On this day in 1932, in his cell at Yerovda Jail near Bombay, Mohandas Karamchand Gandhi begins a hunger strike in protest of the British government’s decision to separate India’s electoral system by caste. A leader in the Indian campaign for home rule, Gandhi worked all his life to spread his own brand of passive resistance across India and the world.
Eventually known as “Mahatma,” or “Great Soul,” Gandhi was born and raised in a Hindu merchant caste family in coastal Gujarat, western India. As a young man he trained in law at the Inner Temple, London, but found no fruitful legal work back in India. Gandhi instead took a clerk’s contract to work in South Africa, where he first employed the nonviolent civil disobedience of Jainism in the resident Indian community’s struggle for civil rights.

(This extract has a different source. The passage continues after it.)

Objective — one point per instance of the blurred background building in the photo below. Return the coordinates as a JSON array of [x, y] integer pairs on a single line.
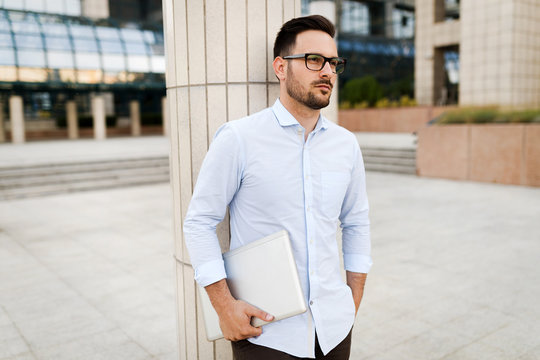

After his return to India in 1915, Gandhi commenced a decades-long movement seeking independence from Britain for the entire Indian subcontinent, and was jailed several times while leading strikes, boycotts, protests and other mass acts of civil disobedience to recognize the rights and freedoms of his country-men. Finally under British PM Clement Attlee, bending to the relentless pressure of the peaceful man called Mahatma, India won her independence. However, with the proximity to Pakistan and no resolution to Muslim-Hindu animosity, Gandhi continued his mission to quell hatred and heal wounds.
On January 12, 1948, Gandhi undertook his last successful fast in New Delhi, to persuade Hindus and Muslims in that city to work toward peace. Less than two weeks after breaking that fast, he was assassinated by Hindu extremist Nathuram Godse; Gandhi had been on his way to evening prayers.